Hello,
It has been a while I am investigating an error I have when trying to implement the reg:tweedie objective myself as a custom objective function in Python and I couldn’t find the solution, neither in other topics, neither in the source code of the library.
The issue I encounter is that my results are terrible with the custom implementation on my dataset but are good on the same dataset with the built-in implementation.
My custom implementation is the following (forcing rho = tweedie_variance_power at 1.5):
def custom_tweedie_grad(
y_true: np.ndarray,
y_pred: np.ndarray,
) -> np.ndarray:
a = -y_true * np.exp((1.0 - 1.5) * y_pred)

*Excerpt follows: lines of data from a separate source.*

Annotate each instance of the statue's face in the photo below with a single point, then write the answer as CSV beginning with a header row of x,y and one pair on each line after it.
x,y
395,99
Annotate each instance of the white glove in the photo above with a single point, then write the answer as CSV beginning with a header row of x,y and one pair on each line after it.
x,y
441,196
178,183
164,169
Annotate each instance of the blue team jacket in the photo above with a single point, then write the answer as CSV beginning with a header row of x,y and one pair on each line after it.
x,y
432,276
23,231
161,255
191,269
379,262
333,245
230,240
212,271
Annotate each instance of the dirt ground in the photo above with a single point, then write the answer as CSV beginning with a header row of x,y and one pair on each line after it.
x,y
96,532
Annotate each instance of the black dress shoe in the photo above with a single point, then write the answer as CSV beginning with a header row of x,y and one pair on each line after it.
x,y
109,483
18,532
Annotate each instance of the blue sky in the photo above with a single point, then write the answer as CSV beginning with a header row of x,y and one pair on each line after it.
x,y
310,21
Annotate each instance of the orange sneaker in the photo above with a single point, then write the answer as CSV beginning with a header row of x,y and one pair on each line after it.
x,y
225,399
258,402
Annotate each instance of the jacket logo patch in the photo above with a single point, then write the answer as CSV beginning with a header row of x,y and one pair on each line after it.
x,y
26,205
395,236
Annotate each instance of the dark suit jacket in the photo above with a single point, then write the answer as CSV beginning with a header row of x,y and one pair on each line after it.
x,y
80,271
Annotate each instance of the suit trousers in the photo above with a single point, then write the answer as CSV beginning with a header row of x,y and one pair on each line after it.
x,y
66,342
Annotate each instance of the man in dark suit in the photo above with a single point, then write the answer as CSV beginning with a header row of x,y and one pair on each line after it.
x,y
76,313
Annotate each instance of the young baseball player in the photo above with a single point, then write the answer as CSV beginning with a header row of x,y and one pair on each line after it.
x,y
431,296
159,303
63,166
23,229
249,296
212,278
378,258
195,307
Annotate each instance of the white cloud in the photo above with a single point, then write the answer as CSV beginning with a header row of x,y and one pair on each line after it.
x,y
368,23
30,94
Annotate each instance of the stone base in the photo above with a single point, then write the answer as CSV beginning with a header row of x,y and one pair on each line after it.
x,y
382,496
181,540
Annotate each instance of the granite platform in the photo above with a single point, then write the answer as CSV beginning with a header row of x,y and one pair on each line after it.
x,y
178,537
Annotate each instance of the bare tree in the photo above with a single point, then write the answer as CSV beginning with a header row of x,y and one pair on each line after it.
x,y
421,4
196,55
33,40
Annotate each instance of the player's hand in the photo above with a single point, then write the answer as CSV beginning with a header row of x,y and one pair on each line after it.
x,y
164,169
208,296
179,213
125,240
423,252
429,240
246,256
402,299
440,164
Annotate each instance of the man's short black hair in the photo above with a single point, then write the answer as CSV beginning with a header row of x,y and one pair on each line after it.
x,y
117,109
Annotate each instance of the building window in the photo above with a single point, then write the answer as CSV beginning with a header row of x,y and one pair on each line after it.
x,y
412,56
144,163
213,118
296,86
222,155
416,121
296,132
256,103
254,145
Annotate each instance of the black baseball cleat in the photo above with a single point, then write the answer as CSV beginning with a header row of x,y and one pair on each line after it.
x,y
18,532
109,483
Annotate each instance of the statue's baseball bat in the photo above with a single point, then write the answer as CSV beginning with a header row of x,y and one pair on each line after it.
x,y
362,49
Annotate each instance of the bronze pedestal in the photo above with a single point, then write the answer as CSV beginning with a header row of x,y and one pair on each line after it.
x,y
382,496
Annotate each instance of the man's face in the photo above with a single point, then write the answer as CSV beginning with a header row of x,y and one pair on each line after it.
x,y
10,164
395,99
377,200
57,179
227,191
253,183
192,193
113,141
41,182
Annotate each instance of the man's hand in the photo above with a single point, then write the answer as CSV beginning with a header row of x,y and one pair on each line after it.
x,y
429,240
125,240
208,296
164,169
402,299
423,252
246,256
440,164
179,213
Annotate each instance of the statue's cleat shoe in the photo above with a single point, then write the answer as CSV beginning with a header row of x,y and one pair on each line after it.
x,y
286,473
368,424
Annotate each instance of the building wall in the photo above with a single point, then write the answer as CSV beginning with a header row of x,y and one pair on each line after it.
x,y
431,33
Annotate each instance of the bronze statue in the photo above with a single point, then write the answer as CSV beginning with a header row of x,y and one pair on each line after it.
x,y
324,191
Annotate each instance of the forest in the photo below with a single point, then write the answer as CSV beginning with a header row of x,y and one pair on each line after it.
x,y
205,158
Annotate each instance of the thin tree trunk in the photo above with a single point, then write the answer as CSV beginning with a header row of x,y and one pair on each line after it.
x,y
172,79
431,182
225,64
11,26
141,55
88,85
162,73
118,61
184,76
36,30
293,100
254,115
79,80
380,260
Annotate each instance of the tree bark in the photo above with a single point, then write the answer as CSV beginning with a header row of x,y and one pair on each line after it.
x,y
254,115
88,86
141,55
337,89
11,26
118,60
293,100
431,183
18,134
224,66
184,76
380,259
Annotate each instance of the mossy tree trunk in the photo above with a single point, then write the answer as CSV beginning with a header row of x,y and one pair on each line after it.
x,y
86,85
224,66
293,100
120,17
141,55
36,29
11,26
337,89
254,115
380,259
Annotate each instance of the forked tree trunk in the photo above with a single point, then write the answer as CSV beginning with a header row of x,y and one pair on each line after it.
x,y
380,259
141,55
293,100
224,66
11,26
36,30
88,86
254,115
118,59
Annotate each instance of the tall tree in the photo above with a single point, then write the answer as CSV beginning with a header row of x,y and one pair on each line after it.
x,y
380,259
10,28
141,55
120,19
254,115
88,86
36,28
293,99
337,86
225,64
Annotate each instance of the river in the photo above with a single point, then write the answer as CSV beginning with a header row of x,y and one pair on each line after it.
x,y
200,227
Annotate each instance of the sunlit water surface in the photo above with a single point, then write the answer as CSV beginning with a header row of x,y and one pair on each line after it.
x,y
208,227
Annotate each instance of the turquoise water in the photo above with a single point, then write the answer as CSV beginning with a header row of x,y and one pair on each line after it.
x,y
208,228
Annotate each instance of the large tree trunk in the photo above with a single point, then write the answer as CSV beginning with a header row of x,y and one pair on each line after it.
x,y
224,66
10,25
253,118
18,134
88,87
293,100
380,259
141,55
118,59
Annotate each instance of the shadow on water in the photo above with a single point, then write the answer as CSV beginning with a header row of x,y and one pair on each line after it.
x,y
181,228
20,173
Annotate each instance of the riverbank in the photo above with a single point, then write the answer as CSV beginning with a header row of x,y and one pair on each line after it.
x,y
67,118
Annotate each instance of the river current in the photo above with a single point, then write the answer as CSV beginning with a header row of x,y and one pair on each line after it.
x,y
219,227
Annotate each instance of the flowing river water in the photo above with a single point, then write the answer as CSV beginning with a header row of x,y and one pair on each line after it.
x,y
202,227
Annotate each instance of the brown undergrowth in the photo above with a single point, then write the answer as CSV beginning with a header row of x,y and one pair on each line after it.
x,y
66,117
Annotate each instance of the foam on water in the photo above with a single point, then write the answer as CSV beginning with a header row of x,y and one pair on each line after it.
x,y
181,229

b = np.exp((2.0 - 1.5) * y_pred)
grad = a + b
return grad
def custom_tweedie_hessian(
y_true: np.ndarray,
y_pred: np.ndarray,
) -> np.ndarray:
a = -y_true * (1.0 - 1.5) * np.exp((1.0 - 1.5) * y_pred)
b = (2.0 - 1.5) * np.exp((2.0 - 1.5) * y_pred)
hess = a + b
return hess
def custom_tweedie_objective(
y_true: np.ndarray,
y_pred: np.ndarray,
):
return (
custom_tweedie_grad(y_true, y_pred),
custom_tweedie_hessian(y_true, y_pred),
)
I then create a regressor with this custom objective function and call the fit method like this:
self.xgb_model = xgb.XGBRegressor(
booster=self.booster,
validate_parameters=self.validate_parameters,
learning_rate=self.learning_rate,
n_estimators=self.n_estimators,
seed=self.seed,
subsample=self.subsample,
colsample_bytree=self.colsample_bytree,
objective=custom_tweedie_objective,
eval_metric="tweedie-nloglik@1.5",
min_child_weight=self.min_child_weight,
max_depth=self.max_depth,
reg_lambda=self.reg_lambda,
n_jobs=self.n_jobs
)
x_train = self.data["train"]["X"]
y_train = self.data["train"]["y"]
self.xgb_model.fit(x_train, y_train)
The results I obtain on my dataset are the following (using a custom evaluation method):
{'test_mse': 7578884.044259707,
'test_r_squared': -0.12819942553491792,
'train_mse': 6836209.780847064,
'train_r_squared': -0.13481724642997617}
When learning another regressor with the exact same parameters, dataset and evaluation method but using the built-in tweedie objective, the results are the following:
{'test_mse': 4243417.3363827625,
'test_r_squared': 0.3683211178249963,
'train_mse': 2994838.0419956953,
'train_r_squared': 0.5028540712950178}
Does someone know what could be wrong with my implementation ? It is supposed to be the same as the one in the source code as my implementation is based on it.
Thank you very much for your help